Though the earliest buildings in the Grand-Bates Suburb Historic District in St. Louis date to c. 1860, the neighborhood is more characteristic of late 19th and early 20th century commuter suburb development.  The proposed district contains 665 historic resources, and is roughly bounded by Bates Street, Grand Boulevard, Interstate 55, Fillmore Street and Iron Street.  The district's period of growth straddles two phases of historic suburban development, the first relying on streetcar transit, and the second illustrating increasing dependence on the automobile.  In addition to the densely developed residential area constructed for working-class streetcar commuters, the district contains a portion of the city's first and only recreational driving parkway along Bellerive.

The Liggett and Myers Historic District, roughly bounded by Vandeventer, Park, Thurman and Lafayette, in St. Louis includes the western portion of the National Register listed Tiffany Neighborhood Historic District.  Due to the demolition of six blocks of historic residences in the center of the Tiffany District, its boundaries are to be reduced.  To encourage preservation, the western blocks of the district are being nominated as a separate historic district.  Though largely residential, the district is visually dominated by the historic Liggett and Myers Co. buildings, once considered the largest tobacco processing plant in the world.  Though the first houses in the neighborhood were constructed in c. 1875, development and the livelihood of the residents depended largely on the Liggett and Myers plant, constructed in 1896.
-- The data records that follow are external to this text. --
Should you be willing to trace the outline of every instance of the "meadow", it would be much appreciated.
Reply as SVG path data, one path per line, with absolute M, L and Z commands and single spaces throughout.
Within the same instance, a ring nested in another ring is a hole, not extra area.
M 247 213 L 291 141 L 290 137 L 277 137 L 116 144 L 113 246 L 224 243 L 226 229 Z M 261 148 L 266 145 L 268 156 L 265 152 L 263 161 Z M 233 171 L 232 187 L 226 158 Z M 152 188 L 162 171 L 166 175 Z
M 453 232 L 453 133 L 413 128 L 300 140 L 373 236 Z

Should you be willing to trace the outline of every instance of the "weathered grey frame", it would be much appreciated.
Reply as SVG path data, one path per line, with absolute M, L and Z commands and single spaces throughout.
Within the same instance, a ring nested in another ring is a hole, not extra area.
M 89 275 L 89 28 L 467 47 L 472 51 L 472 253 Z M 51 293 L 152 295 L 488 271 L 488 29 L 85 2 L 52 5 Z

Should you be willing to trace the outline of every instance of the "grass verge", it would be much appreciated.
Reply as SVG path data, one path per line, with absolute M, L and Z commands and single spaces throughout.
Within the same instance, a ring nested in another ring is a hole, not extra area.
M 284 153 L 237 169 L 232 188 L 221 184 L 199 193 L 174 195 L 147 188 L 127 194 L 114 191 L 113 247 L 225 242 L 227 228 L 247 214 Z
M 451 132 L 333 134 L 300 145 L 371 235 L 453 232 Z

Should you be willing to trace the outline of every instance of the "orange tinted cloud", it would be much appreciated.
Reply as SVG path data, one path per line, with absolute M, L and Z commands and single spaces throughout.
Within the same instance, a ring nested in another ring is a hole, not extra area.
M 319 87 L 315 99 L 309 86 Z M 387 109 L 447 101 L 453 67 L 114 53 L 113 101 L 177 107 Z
The Downtown Kirkwood Historic District is a collection of 59 contributing and 21 noncontributing buildings and parking lots in St. Louis County.  The T-shaped district visually reflects the community's development from a bedroom community established in 1853 through its growth into one of the largest automotive suburbs in the St. Louis metropolitan area.  Kirkwood's historic Missouri Pacific Depot, constructed in 1893 and already listed in the National Register of Historic Places, stands near the upper center of the district.  Located approximately 13 miles southwest of downtown St. Louis, the district is significant in the areas of architecture, commerce and community planning and development, the nomination asserts.

Other properties that are being considered follow:

In addition to nominations to the National Register of Historic Places, the council will receive status reports on programs provided by the State Historic Preservation Office and discuss business related to its own function and duties. 

The Missouri Advisory Council on Historic Preservation is a 12-member group of historians, architects, archaeologists and citizens with an interest in historic preservation. The council is appointed by the governor and works with the Department of Natural Resources' State Historic Preservation Office, which administers the National Register program for Missouri. The council meets quarterly to review Missouri property nominations to the National Register, the nation's honor roll of historic properties. Approved nominations are forwarded to the Keeper of the National Register in Washington, D.C., for final approval.